Children who continue to participate in physical exercise during the period of 5~ 17 years old, after entering the age of 20, the overall health status, especially the mineral content in leg bones, is obviously better than that of children who do not like sports. In addition, the survey results show that compared with individual exercise, group exercise organized by the team is more obvious for children to accompany or participate.
Precautions:
1, choose the right exercise. Bone is a constantly metabolizing tissue, and its hardness depends on the stimulation given by muscle activity and weight-bearing activity, that is, the strength, intensity and direction applied to bone.
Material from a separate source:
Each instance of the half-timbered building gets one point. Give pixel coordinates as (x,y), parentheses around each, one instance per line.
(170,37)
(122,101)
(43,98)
Suitable projects mainly include skipping rope, jumping practice, running, brisk walking, dancing, stair climbing, basketball, volleyball, tennis, weight lifting, resistance equipment practice, and the exercise of overcoming one's own weight with bare hands. Swimming, cycling, etc. It has little effect because they have little benign stimulation on the longitudinal direction of bones.
2. Pay attention to the exercise of bones from adolescence. The better the bone condition when you are young, the less likely you are to suffer from osteoporosis when you are old, and vice versa. It is very necessary to carry out physical activities that collide with bones during adolescence.
3. Keep exercising. If you don't keep exercising, you may lose all your efforts. It is recommended to exercise 3 to 5 days a week and arrange special exercises aimed at improving bone health.
People's Network-Love sports since childhood and keep your bones healthy all your life.
People's Network-Exercise keeps bones young.